Datadog introduced three new AI agents that perform interactive investigations and asynchronous code fixes for development, security and operations teams.

The launch of the Bits AI SRE, Bits AI Dev Agent and Bits AI Security Analyst agents, alongside the new Proactive App Recommendations and APM Investigator capabilities, marks the continued evolution of Bits AI, Datadog’s generative AI assistant that helps engineers resolve application issues in real time.

Datadog’s new domain-specific AI agents, unveiled at DASH, are each trained to be experts in incident response, product development and security. The agents are built on a flexible system of shared tasks—core capabilities such as querying data, analyzing anomalies or scaling infrastructure that can be reused across agents. The architecture allows Datadog to build and deploy new agents quickly while maintaining a consistent and powerful user experience. This is combined with expansive, high-quality observability data, enabling Datadog’s AI capabilities to operate with context and precision, and deliver insights and actions to eliminate risk.

“Datadog is uniquely positioned to deliver value with AI as a platform that has a wealth of clean, rich data—we process trillions of data points and are embedded in our customers’ critical engineering, developer and security workflows,” said Yanbing Li, Chief Product Officer at Datadog. “With these advancements in AI reasoning and multi-modality, we’ve gone beyond helping organizations understand their availability, security, performance and reliability. We now enable human-in-the-middle workflows by guiding customers on what to look for and where to start looking, and augment their ability to take action.”

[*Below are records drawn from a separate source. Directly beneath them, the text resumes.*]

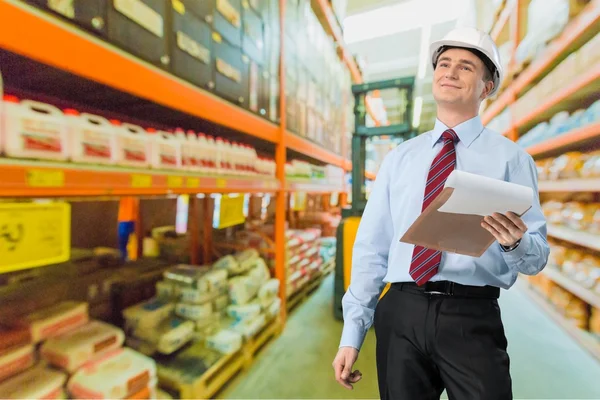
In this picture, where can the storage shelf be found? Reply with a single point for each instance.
(48, 40)
(572, 286)
(47, 179)
(30, 33)
(567, 141)
(578, 31)
(308, 186)
(570, 185)
(580, 238)
(585, 339)
(305, 146)
(565, 99)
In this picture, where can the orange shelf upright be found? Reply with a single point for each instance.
(52, 42)
(578, 136)
(586, 22)
(336, 31)
(582, 25)
(585, 83)
(502, 21)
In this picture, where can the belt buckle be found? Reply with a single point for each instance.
(448, 292)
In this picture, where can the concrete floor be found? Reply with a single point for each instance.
(546, 363)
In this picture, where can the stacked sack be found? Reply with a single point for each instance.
(186, 305)
(577, 215)
(81, 359)
(303, 258)
(571, 165)
(327, 249)
(254, 300)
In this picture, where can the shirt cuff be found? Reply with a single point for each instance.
(352, 336)
(513, 256)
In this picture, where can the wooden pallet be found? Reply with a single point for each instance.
(209, 383)
(256, 343)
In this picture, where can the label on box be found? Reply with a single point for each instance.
(193, 48)
(229, 12)
(45, 178)
(193, 182)
(41, 135)
(142, 14)
(46, 228)
(63, 7)
(231, 211)
(95, 144)
(175, 181)
(178, 6)
(229, 71)
(141, 181)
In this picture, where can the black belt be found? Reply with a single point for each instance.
(447, 288)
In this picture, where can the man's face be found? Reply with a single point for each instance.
(458, 79)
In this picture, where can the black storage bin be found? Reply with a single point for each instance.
(227, 20)
(89, 14)
(253, 40)
(231, 72)
(203, 9)
(140, 27)
(191, 48)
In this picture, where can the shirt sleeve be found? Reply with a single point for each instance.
(369, 261)
(531, 255)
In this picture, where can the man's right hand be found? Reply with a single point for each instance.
(342, 365)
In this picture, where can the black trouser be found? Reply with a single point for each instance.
(428, 342)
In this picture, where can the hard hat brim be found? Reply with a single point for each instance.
(436, 47)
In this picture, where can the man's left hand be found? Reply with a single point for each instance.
(506, 228)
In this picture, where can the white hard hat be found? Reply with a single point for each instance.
(472, 38)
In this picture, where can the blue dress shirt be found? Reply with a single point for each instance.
(396, 201)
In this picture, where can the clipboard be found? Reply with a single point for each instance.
(454, 232)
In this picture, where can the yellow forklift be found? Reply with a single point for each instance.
(346, 232)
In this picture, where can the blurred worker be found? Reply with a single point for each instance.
(439, 326)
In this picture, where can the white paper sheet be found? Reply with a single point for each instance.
(479, 195)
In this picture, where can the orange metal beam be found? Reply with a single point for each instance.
(581, 135)
(581, 25)
(61, 180)
(338, 36)
(502, 21)
(52, 42)
(587, 20)
(582, 83)
(280, 160)
(305, 146)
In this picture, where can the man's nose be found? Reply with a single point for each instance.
(451, 73)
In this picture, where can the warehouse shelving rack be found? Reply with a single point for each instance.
(511, 25)
(32, 34)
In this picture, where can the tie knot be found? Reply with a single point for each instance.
(450, 135)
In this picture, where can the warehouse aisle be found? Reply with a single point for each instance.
(546, 362)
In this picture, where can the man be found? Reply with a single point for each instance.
(439, 326)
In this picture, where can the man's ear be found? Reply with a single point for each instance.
(489, 86)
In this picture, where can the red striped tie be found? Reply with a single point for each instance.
(425, 262)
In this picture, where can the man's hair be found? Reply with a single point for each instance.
(488, 71)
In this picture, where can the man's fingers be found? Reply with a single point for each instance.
(347, 370)
(515, 219)
(355, 376)
(339, 367)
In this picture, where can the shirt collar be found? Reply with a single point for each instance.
(467, 131)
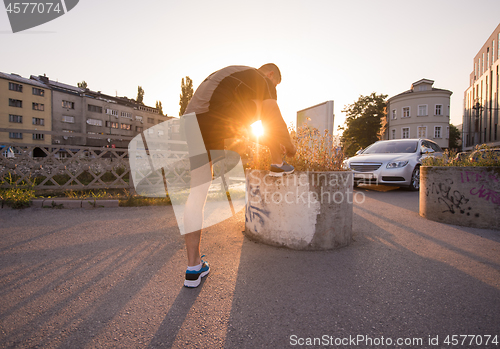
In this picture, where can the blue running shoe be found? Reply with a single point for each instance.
(193, 277)
(277, 171)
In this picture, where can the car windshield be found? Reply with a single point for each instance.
(392, 147)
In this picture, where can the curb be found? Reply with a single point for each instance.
(72, 203)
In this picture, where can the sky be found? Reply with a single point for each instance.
(326, 50)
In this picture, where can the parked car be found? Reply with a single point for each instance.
(392, 162)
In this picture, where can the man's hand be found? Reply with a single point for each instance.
(290, 152)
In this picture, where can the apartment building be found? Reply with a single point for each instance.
(85, 117)
(25, 111)
(481, 105)
(421, 112)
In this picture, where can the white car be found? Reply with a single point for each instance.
(392, 162)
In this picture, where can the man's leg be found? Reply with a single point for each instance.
(193, 211)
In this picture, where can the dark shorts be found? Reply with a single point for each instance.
(217, 126)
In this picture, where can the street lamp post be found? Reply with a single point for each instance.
(478, 108)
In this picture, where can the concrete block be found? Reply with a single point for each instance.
(106, 203)
(37, 203)
(62, 203)
(466, 196)
(303, 211)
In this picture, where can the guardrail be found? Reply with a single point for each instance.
(59, 168)
(63, 168)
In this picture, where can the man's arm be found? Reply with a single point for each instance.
(275, 129)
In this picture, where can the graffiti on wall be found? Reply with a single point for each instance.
(255, 211)
(482, 192)
(453, 200)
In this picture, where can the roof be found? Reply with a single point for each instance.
(18, 78)
(412, 91)
(420, 82)
(56, 85)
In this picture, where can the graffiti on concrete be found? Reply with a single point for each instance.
(486, 194)
(255, 211)
(453, 200)
(469, 176)
(482, 192)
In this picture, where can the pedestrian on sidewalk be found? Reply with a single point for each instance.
(226, 103)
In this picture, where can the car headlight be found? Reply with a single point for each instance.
(397, 164)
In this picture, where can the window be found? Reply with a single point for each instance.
(38, 121)
(68, 119)
(422, 132)
(15, 103)
(93, 133)
(67, 131)
(16, 135)
(16, 118)
(112, 124)
(38, 106)
(68, 104)
(94, 108)
(406, 112)
(437, 132)
(438, 110)
(493, 51)
(112, 112)
(38, 91)
(405, 133)
(94, 122)
(15, 87)
(422, 110)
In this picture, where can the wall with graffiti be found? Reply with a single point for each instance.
(467, 196)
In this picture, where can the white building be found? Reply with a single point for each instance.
(480, 119)
(421, 112)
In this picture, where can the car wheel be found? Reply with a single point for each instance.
(415, 179)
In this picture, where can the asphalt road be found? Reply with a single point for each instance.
(112, 278)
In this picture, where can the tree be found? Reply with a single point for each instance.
(454, 137)
(140, 95)
(159, 107)
(186, 94)
(82, 85)
(363, 122)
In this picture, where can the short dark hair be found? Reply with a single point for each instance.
(271, 67)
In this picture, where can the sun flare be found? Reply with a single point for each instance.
(257, 128)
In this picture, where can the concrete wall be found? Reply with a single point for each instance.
(467, 196)
(304, 210)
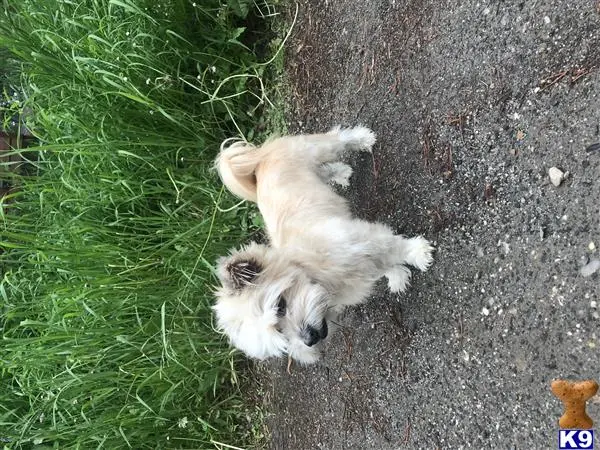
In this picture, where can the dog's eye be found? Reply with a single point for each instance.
(281, 307)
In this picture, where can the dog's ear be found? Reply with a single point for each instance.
(238, 271)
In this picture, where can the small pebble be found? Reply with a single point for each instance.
(590, 268)
(556, 176)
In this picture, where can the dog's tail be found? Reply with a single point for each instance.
(236, 165)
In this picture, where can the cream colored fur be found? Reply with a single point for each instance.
(319, 259)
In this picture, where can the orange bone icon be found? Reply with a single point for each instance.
(574, 395)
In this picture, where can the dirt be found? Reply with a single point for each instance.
(473, 102)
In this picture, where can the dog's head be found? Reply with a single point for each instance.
(268, 305)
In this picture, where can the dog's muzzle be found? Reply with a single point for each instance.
(311, 335)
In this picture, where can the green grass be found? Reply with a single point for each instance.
(108, 242)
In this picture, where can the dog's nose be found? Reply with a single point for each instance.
(311, 335)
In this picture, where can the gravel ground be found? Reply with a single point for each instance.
(473, 102)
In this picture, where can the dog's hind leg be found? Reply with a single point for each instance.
(416, 251)
(398, 278)
(335, 172)
(328, 147)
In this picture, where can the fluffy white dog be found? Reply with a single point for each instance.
(279, 298)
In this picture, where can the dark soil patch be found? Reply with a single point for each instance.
(472, 102)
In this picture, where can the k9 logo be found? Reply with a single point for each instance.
(575, 439)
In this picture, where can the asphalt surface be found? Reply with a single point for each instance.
(473, 102)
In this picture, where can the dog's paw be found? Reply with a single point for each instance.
(419, 253)
(398, 279)
(358, 138)
(340, 173)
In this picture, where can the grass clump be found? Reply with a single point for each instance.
(108, 237)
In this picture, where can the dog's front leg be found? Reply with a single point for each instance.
(328, 147)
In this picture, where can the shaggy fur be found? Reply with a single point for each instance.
(280, 298)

The new AI agents announced at DASH are:

  • Bits AI SRE, a 24x7 on-call responder that is now in Limited Availability. For all alerts, Bits AI SRE performs early triage using telemetry and service context to surface initial investigation findings all before responders log in. It assigns appropriate owners, aligns all parties with real-time incident summaries and status updates, and proactively suggests next steps. It also generates a first draft of the incident post-mortem to save responders time.
  • Bits AI Dev Agent, now in Preview, which detects issues, generates code fixes, and opens pull requests tailored to organizations’ technology stack to allow users to quickly review and merge changes directly within their SCM. As a result, engineers don’t just have software that surfaces errors—they have an AI teammate that helps fix the issue and improve productivity for human resources.
  • Bits AI Security Analyst, which autonomously triages Cloud SIEM (security information and event management) signals, conducts in-depth investigations of potential threats and delivers reasoned resolution recommendations without human prompting. Bits AI Security Analyst, now in Preview, automates investigations and reduces response times, fundamentally transforming how organizations process security signals.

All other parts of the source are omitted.